Cette tension sur le gaz s’est répercutée sur le prix de l’électricité, en raison du fonctionnement du marché européen, où le prix de l’électricité est souvent indexé sur le coût marginal de production (souvent celui des centrales à gaz).
Heureusement, la France a su développer de bonnes stratégies de sécurisation de ses approvisionnements. Comme nous l’évoquons dans cet article traitant de la provenance du gaz en France, le pays a su développer des partenariats ingénieux et diversifiés avec de nombreux pays du monde entier, afin de sécuriser ses apports à long terme.
La transition énergétique, au cœur des défis énergétiques en France
Impossible de passer à côté de la transition énergétique, l’un des objectifs principaux de la politique énergétique française ! Objectif : réduire la part des énergies fossiles et développer les énergies renouvelables, afin d’atteindre la neutralité carbone d'ici à 2050.
Bon à savoir : c’est la loi Énergie-Climat qui fixe un certain nombre de cibles ambitieuses, comme porter la part des énergies renouvelables à 40 % de la production d’électricité d’ici 2030.
Cela implique un développement massif de l’éolien, du solaire et de la biomasse, mais aussi des investissements dans les réseaux, le stockage et la flexibilité de la demande.
La précarité énergétique, un défi de taille pour la France
La hausse des prix de l’énergie a mis en évidence la vulnérabilité d’une partie de la population française.

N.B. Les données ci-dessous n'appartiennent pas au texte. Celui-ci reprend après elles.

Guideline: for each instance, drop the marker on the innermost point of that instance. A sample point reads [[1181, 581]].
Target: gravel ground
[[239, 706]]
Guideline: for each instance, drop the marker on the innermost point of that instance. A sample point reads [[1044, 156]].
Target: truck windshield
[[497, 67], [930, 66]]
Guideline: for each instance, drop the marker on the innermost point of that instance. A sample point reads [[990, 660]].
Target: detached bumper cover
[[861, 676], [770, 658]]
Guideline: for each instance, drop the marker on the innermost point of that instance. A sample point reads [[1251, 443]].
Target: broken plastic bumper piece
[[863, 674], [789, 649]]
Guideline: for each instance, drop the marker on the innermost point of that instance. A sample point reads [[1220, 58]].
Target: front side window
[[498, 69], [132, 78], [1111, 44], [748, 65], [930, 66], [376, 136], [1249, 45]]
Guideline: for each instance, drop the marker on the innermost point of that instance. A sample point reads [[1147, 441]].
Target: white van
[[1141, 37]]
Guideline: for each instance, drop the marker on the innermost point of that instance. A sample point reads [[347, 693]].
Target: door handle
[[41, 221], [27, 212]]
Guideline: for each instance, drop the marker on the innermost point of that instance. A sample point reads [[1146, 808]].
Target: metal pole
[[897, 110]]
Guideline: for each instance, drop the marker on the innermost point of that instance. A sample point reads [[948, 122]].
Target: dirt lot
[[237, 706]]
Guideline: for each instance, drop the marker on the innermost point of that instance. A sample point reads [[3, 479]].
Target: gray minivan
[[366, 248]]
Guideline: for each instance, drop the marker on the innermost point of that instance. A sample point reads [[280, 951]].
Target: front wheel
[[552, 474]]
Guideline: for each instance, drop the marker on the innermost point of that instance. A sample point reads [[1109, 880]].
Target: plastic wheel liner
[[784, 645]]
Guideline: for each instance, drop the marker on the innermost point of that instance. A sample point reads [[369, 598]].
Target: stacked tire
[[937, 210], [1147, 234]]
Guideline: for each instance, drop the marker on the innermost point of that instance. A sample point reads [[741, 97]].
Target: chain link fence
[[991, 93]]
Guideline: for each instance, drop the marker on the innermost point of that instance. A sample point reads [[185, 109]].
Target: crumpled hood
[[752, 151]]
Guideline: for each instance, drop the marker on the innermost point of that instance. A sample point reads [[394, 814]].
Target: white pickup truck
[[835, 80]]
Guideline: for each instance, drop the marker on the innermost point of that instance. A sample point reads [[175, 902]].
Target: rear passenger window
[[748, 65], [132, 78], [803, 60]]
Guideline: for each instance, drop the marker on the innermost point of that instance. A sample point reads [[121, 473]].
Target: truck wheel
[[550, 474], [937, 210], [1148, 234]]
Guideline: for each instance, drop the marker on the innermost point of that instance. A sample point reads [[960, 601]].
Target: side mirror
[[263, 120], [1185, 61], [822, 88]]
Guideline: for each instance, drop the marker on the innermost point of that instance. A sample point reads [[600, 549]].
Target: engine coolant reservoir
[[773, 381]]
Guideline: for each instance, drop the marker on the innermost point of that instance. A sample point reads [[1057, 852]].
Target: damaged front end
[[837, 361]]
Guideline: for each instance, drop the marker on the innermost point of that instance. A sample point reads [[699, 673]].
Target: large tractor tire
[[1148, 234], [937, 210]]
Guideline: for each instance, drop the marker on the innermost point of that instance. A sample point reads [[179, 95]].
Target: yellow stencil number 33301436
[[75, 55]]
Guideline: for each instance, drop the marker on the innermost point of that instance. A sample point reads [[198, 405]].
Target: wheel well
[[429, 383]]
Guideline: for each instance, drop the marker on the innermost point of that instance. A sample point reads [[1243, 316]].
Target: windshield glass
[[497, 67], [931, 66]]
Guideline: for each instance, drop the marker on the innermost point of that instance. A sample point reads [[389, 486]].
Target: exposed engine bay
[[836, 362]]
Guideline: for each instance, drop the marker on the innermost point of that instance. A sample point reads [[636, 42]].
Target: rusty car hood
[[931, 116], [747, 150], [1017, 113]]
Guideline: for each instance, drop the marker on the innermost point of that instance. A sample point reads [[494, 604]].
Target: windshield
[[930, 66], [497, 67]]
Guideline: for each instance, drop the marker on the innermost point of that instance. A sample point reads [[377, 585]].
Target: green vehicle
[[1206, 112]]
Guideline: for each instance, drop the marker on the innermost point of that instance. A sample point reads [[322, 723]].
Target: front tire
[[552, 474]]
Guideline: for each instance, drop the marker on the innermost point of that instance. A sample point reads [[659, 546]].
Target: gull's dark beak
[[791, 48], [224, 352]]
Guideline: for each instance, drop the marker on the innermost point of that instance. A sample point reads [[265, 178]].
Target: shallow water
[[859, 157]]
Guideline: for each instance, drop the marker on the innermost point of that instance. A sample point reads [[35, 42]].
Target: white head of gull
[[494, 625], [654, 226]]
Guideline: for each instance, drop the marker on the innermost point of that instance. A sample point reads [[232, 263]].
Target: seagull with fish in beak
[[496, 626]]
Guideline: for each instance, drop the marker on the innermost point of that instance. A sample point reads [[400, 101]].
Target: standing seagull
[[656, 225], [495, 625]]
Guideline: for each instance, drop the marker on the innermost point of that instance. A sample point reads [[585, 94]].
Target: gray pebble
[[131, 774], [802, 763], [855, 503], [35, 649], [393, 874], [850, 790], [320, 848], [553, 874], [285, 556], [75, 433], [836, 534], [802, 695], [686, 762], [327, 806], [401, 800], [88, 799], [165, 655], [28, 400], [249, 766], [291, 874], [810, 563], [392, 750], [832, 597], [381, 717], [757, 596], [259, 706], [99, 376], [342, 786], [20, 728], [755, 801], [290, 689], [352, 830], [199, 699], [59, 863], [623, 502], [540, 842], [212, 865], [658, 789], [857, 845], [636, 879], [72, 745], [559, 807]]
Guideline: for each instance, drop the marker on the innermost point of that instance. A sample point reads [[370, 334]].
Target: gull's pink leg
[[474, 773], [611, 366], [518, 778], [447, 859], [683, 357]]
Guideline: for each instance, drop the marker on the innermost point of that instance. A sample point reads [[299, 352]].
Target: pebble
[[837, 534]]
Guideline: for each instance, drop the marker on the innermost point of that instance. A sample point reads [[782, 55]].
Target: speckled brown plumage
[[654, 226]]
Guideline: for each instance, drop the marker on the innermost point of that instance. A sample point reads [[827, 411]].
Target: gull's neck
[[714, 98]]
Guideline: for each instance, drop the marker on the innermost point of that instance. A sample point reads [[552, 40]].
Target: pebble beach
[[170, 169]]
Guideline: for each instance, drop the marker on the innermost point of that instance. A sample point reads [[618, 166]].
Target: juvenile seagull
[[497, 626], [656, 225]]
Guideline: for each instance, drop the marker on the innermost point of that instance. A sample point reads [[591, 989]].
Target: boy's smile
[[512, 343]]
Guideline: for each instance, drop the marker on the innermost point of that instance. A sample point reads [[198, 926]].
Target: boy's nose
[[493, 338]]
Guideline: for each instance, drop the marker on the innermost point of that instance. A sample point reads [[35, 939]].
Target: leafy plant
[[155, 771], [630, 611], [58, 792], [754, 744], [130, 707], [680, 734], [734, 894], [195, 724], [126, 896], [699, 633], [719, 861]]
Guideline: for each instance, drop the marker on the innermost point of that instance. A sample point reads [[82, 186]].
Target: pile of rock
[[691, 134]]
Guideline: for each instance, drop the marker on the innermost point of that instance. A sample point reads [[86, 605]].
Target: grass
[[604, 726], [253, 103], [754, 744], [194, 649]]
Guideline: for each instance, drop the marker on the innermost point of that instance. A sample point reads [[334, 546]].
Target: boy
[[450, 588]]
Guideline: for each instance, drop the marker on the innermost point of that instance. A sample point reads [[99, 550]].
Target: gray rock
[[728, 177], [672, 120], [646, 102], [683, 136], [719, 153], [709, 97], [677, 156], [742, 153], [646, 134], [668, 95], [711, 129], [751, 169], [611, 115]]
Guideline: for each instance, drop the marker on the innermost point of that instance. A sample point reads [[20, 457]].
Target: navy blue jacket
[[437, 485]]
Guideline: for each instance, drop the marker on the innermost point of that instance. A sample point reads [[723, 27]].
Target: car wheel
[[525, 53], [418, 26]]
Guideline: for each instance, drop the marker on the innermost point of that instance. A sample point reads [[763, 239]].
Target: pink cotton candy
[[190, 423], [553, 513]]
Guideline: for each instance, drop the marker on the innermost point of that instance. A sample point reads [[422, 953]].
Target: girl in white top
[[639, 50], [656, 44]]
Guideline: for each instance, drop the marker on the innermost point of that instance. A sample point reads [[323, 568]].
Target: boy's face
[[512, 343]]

Environ 12 millions de Français sont en effet en situation de précarité énergétique, et peinent à chauffer leur logement ou à régler leurs factures.
Pour faire face, l’État a déployé des dispositifs d’urgence comme le chèque énergie et le bouclier tarifaire. Toutefois, ces aides restent ponctuelles face à un problème structurel. La rénovation thermique des logements, notamment dans le parc locatif ancien, fait partie des solutions incontournables pour mettre fin de façon durable à la précarité énergétique en France.
Le marché de l'électricité en France, en bref…
Le marché de l’énergie, ça peut sembler technique, voire un peu opaque… et pourtant, il nous concerne tous ! Que l’on parle d’électricité ou de gaz, ce sont nos factures, nos choix de consommation et notre quotidien qui sont directement impactés.
Nous avons, chacun à notre niveau, un rôle à jouer. Choisir une offre plus verte, mieux gérer sa consommation, s’informer sur ses droits : ce sont de vrais leviers d’action ! L’énergie n’est pas qu’une affaire d’experts ou de ministères. C’est un sujet de société, un défi collectif. Et plus on comprend comment ça fonctionne, plus on est armé pour faire les bons choix. Alors, restons curieux, attentifs… et exigeants ! Car c’est aussi par nous que passera l’énergie de demain.